The central character, Barbara Vaughan, who is on a dual-purpose pilgrimage in Jerusalem, finds herself unable to travel freely into Jordan because she is half-Jewish. Near the start of the novel, in a passionate outburst towards the mild-mannered Freddy Hamilton, she quotes from the book of Revelations in the Bible: “Being what thou art, lukewarm, neither cold nor hot, thou wilt make me vomit thee out of my mouth”. This quotation is taken up by Freddy when he in turn rails against his conservative friends in support of Barbara’s travel plans. This novel itself is a convoluted outburst constructed around the theme of moderation between twin extremes. Does the gate represent a half-way meeting place of safety?

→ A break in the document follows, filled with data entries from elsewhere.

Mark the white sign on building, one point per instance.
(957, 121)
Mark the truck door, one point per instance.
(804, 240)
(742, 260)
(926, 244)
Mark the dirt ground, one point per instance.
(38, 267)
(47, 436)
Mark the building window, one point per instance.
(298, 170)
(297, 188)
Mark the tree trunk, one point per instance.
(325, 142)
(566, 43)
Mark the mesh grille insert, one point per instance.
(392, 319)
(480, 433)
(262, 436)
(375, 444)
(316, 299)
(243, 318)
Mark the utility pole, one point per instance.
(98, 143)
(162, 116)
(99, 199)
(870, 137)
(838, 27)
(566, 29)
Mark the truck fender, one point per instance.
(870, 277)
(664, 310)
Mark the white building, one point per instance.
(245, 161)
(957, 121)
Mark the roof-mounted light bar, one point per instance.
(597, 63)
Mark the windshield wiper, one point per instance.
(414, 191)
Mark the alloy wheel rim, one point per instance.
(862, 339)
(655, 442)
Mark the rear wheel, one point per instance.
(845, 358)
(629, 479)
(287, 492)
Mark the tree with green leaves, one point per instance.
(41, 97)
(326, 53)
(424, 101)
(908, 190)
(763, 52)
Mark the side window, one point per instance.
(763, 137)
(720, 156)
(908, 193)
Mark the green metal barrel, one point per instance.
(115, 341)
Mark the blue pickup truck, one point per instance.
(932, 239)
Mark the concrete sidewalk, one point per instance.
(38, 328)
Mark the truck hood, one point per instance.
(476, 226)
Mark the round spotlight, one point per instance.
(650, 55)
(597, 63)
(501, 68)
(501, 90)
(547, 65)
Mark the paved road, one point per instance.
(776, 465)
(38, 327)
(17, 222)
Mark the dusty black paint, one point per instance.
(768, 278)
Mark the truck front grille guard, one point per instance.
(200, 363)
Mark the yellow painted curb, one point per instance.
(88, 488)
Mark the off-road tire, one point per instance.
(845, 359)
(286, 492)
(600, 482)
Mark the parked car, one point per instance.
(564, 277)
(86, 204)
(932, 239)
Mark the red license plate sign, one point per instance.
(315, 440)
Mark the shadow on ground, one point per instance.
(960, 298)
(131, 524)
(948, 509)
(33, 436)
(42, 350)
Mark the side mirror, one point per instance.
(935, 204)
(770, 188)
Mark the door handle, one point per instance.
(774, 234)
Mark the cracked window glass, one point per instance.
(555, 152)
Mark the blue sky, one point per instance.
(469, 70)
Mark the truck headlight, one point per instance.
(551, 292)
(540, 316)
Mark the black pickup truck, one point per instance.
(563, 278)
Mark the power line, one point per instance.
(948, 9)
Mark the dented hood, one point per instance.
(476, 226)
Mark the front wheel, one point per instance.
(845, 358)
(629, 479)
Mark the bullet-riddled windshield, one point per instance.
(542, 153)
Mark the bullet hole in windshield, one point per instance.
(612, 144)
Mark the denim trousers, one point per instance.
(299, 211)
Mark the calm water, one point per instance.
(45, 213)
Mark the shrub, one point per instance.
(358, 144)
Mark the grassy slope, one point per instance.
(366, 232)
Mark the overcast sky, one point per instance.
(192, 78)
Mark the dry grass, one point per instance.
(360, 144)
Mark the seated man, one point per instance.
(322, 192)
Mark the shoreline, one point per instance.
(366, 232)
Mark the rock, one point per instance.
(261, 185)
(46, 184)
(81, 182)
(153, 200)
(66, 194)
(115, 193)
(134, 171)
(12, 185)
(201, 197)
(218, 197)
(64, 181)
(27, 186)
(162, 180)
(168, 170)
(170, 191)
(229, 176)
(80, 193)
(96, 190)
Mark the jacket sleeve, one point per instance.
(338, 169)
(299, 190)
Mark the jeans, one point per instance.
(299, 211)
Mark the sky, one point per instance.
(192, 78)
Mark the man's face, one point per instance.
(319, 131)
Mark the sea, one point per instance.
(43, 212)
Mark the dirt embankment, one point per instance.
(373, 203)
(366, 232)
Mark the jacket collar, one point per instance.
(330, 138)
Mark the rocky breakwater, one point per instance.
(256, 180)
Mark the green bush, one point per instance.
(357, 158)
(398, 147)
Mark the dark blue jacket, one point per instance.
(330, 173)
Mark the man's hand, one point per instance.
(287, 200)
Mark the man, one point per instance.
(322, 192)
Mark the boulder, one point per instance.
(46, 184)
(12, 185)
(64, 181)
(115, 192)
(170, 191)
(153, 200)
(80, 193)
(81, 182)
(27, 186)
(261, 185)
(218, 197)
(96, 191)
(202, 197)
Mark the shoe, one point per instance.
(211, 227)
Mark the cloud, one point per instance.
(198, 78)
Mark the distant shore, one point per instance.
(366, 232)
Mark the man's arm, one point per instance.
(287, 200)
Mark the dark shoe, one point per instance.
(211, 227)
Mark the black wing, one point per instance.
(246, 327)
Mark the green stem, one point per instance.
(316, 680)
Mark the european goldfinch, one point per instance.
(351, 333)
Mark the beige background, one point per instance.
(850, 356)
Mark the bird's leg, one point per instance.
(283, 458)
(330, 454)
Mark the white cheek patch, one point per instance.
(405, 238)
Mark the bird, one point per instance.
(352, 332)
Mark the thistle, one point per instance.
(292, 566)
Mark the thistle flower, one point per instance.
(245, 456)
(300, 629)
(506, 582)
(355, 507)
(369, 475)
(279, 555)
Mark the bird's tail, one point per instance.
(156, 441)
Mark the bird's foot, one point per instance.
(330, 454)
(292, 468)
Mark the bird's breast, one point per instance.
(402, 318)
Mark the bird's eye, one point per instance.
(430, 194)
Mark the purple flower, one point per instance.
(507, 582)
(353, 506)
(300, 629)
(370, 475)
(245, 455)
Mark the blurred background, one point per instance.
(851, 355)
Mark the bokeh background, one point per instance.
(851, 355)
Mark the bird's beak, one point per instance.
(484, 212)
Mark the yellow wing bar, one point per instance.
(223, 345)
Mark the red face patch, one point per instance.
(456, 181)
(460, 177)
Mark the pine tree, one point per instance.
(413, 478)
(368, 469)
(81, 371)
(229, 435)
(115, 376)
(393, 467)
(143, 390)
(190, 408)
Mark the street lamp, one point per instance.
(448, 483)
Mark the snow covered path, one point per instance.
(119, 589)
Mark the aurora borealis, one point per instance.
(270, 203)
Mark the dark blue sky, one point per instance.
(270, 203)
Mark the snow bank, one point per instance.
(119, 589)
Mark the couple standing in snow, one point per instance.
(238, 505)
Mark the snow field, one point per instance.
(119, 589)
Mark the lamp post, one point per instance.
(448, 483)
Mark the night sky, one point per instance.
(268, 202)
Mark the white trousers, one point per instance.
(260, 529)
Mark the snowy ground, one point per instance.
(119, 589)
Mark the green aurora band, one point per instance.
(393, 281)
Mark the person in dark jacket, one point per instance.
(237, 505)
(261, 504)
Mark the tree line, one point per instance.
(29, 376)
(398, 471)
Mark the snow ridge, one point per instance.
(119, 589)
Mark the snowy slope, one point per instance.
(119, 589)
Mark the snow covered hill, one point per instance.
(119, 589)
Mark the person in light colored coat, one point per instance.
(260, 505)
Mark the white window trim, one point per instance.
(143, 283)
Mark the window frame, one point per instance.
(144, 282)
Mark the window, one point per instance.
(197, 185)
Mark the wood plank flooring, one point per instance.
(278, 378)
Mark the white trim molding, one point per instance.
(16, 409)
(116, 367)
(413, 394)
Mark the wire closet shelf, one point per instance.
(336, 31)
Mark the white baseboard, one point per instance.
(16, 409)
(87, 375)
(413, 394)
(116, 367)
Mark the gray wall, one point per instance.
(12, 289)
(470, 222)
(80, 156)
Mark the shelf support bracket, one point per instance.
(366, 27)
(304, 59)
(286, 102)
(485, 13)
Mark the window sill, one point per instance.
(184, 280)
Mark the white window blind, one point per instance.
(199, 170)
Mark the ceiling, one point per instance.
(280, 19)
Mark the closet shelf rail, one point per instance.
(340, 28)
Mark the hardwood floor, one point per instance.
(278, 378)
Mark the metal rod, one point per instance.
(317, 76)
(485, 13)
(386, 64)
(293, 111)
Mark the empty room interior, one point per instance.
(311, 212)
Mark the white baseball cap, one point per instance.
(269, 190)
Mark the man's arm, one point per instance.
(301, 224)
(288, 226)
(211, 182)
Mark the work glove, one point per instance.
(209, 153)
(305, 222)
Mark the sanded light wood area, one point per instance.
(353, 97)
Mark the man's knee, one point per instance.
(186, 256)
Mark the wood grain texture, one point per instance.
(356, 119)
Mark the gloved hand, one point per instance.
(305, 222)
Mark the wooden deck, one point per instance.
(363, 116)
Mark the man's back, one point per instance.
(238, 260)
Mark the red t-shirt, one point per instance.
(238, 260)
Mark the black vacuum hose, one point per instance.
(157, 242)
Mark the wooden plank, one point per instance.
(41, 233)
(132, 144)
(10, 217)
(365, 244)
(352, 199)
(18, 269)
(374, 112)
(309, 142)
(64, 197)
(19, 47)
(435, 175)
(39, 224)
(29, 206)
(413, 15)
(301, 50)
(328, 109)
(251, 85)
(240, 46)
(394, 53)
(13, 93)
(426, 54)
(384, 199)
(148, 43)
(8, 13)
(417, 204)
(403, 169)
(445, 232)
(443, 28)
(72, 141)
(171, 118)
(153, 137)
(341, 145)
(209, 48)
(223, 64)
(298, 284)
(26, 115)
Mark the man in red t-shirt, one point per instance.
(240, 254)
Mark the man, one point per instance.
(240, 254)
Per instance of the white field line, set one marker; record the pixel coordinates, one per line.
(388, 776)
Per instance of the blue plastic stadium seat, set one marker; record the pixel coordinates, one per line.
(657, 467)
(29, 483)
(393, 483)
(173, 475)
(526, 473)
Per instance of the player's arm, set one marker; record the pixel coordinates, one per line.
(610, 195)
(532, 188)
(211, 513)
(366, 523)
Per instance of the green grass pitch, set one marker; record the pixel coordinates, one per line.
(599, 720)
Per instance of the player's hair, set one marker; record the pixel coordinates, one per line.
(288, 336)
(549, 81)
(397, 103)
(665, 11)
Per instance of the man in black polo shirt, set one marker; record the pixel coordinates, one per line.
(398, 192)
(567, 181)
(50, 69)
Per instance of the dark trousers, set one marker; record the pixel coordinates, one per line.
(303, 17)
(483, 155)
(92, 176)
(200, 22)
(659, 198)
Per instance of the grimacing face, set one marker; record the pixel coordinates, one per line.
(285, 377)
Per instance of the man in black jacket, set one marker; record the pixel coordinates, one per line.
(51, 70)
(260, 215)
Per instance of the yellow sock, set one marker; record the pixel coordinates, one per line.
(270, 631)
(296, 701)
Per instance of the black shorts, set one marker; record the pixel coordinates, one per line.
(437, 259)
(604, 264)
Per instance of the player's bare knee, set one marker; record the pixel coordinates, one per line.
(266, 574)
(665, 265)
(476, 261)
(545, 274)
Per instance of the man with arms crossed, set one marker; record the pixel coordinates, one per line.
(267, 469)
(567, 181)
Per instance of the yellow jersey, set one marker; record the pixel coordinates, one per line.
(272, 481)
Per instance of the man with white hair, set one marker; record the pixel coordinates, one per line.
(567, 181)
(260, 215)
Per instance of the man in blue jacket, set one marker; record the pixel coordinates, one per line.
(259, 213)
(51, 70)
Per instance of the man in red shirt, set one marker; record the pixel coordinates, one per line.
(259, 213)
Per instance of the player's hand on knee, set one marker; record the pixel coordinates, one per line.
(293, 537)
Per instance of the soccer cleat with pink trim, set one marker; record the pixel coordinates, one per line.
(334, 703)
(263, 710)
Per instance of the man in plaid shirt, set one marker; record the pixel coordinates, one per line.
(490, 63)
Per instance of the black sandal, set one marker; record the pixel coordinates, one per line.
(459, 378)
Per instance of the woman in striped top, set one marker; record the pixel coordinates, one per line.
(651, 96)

Or is a dangerous site of conflict because of its neutral ambiguity?
Predictions, events and aftermaths are intermingled in this story strangely told. Josipovici’s introduction to the Polygon edition draws attention to Spark’s use of prolepsis as a “procedure characteristic of Spark’s beloved Border Ballads”. The many characters are propelled by absurd propositions and irresistible dilemmas into situations which verge on the farcical. Spark’s writing is funny in all senses of the word. Half-Jewish Roman Catholic herself, Spark’s spinsterish protagonist Barbara secretly has fun: “…what right have they to take me at my face value? Every spinster should be assumed guilty before she is proved innocent, it is only common civility”.
There is a poetic sensibility at work behind the scenes of this novel. Nothing is quite as it seems. Everything is symbolic. Lukewarm wine is served. English wildflowers grow in Palestine. Novice priests come to a fist-fight in Bethlehem over who should clean a particular stained glass window. A visiting presiding priest breaks off from the recitation of the Latin creed to denounce one of the Holy Sites: “I forgot to mention the Milk Grotto, near Bethlehem. Don’t go near the Milk Grotto. It’s a pure fake.”
The plot is an orchestration involving various histories, religions, love affairs and loyalties:
I am who I am.
Yes, but who am I?
asks Barbara with her analytical mind. She values the gift of faith, yet on visiting some of the holy sites feels “abrupt indifference”.
Spark spent two months in Israel researching for The Mandelbaum Gate. The novel draws on the historical fact of the Adolf Eichmann trial, which took place Jerusalem from 1961 to 1962. Eichmann, a Nazi SS lieutenant colonel, had been in charge of the transportation for deporting Jews. Spark attended the trial as a reporter for The Observer and she places Barbara at the scene. Once again, she invokes the apocalyptic lukewarm motif – “it had been generally agreed that court proceedings had entered a boring phase…Barbara was not prepared to be taken by the certainty, immediately irresistible, that this dull phase was in reality the desperate heart of the trial”. Eichmann showed no remorse. His defence had been that he was simply doing his job, serving the system, working at Bureau IV-B-4, “a kind of through station, transit station”.
Did Spark become a novelist, as Josipovici suggests, for the same reason that she converted to Catholicism – because writing fiction depends on trusting in time and events? If so, the depiction of the facts within the fiction, and the fiction within the facts in The Mandelbaum Gate must have represented something of a burden. Yet, at a final reckoning, the writing is a strangely joyous balancing act between irreverence and faith. To articulate extremes with probing, acerbic humour is the unmistakable legacy of Muriel Spark.